When six-year-old Carol Allison spent a year in Edinburgh with her granny, she was taken every week to the bank to deposit a shilling into her account.
More than 60 years later, she found the forgotten bank book while tidying her house in the city’s Stockbridge area.
She took it along to her bank, and found that the £2.50 she had deposited was now worth £250 – and that the money was still there for her to collect.
Carol is urging others to reclaim money from old accounts.
Where an account has not been used for 15 years, the UK’s banks and building societies send the money to the Reclaim Fund.
It has received more than £1.4bn from dormant accounts, and only £100,000 has been reclaimed.
Carol, who is now 74, lived in Manilla in the Philippines when she was young. Every three years, she would travel home to Edinburgh with her mother, Anna Paton, and brother, Gerard.
They would spend a year at their granny’s house in Northumberland Street, Stockbridge. Her father, James Paton, would join them for part of the year.
During one of these trips, when she was aged six, her grandmother, Helen Ivory, would take them to deposit pocket money in the Trustee Savings Bank – which later became TSB. Carol paid in a shilling – now worth five pence – every week.
“I remember the big shiny wooden counter at the bank and granny introducing us to the teller,” she said.
“He would fill in the book by hand and then we would take our books back to granny’s again.
“It was a very grown up thing to do and on the way home she would stop in the bakers to buy us frosted cakes for our afternoon tea. We would never eat them in the street, we wouldn’t even think of that, we would wait for the afternoon tea.”
Carol was given the bank book when her grandmother died, aged 80, in 1969.
It was forgotten about until it was rediscovered – along with two other bank books – while she was tidying up in her house. The other books date back to the 1980s.
The mother-of-four told BBC Scotland: “I thought I would try one.
“I was really pleased and thanked my grandmother, under my breath, when they told me I had £250.

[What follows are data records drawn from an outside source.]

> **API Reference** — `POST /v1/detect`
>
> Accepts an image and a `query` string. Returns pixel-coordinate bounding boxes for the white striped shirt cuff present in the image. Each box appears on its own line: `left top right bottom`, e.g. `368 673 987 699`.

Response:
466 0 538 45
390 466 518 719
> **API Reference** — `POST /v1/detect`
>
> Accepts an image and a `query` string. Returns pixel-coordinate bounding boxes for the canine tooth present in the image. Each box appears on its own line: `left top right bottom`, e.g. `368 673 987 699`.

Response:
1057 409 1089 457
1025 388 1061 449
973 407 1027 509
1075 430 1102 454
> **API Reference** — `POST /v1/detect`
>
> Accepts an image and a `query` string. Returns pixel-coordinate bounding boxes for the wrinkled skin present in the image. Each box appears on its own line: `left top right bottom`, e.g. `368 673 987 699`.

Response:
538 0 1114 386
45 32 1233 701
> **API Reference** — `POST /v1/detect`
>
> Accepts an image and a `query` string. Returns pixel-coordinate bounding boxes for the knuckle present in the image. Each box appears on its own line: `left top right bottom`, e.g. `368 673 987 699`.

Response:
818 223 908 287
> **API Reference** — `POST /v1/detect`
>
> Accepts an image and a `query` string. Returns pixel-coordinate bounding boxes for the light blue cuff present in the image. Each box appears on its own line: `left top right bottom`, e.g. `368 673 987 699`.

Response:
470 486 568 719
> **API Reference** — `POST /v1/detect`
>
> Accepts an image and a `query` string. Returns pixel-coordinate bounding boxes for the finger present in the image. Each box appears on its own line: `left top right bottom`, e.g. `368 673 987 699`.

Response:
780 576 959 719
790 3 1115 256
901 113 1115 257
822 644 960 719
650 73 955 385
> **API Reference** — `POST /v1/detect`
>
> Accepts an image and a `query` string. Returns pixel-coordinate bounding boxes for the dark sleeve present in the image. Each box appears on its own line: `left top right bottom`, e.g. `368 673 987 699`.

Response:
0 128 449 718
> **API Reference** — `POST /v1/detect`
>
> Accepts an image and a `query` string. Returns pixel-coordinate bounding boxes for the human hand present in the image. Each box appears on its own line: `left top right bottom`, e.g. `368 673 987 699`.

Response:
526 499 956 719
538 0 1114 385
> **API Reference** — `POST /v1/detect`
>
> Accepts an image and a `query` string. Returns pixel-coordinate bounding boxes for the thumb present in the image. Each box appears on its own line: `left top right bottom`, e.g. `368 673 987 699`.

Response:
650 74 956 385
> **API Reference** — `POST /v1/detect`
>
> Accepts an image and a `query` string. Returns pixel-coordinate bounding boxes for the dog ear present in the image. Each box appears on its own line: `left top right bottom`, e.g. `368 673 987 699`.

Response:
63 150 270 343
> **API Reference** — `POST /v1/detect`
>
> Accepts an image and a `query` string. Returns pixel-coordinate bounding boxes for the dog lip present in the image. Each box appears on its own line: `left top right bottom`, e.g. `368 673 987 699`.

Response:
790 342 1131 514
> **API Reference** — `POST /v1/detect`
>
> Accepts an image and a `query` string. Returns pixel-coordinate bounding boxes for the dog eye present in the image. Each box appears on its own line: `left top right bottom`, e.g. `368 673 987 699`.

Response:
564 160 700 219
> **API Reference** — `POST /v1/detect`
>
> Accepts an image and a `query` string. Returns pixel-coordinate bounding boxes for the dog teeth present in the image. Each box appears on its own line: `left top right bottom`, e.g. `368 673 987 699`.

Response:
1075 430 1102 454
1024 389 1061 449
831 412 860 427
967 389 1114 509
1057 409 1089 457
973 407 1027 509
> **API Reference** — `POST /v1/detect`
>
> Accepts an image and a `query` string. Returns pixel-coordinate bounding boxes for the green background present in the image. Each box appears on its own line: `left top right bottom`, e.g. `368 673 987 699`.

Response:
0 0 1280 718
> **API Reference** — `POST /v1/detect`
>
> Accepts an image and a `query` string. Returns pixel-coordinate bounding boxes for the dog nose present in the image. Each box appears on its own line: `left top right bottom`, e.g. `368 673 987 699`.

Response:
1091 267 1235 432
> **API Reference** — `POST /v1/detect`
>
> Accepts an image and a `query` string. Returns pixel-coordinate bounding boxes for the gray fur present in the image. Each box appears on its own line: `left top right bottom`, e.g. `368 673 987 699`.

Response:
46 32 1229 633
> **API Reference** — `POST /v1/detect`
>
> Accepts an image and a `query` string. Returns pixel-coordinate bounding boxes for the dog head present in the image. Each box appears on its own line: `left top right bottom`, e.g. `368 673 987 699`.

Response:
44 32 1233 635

“They said it had continued to gain interest all that time. I’m now going to see how much has accrued in the other two now, it’s very exciting.”
A total of 35 banks and building societies in the UK are signed up to the Reclaim Fund, which was launched in 2011.
This not-for-profit arms length government body has given £800m to charity, and has kept £600m to cover customers reclaiming their money.
Chief executive Adrian Smith said the money was donated to charities dealing with social investment, children and financial inclusion.
He added: “It is very important for people to know their money is never lost, they can always get it back.
“The money goes back to accounts that are 50, 60, 70 years old – they go back as far as records go back.
“We look after the money, which we give to charity, but we always must have enough to meet claims. I would always encourage anyone who thinks they have a lost account to apply.”
Anyone who thinks they have a lost account can fill out a form online. You do not need the original bank book to reclaim money if you have the address you were living in and the name of the bank.
It was announced this week that the dormant assets scheme will be expanded to include the insurance, pensions, investment and wealth management, and securities sectors.
That will unlock a further £880m, in addition to the money in the Reclaim Fund.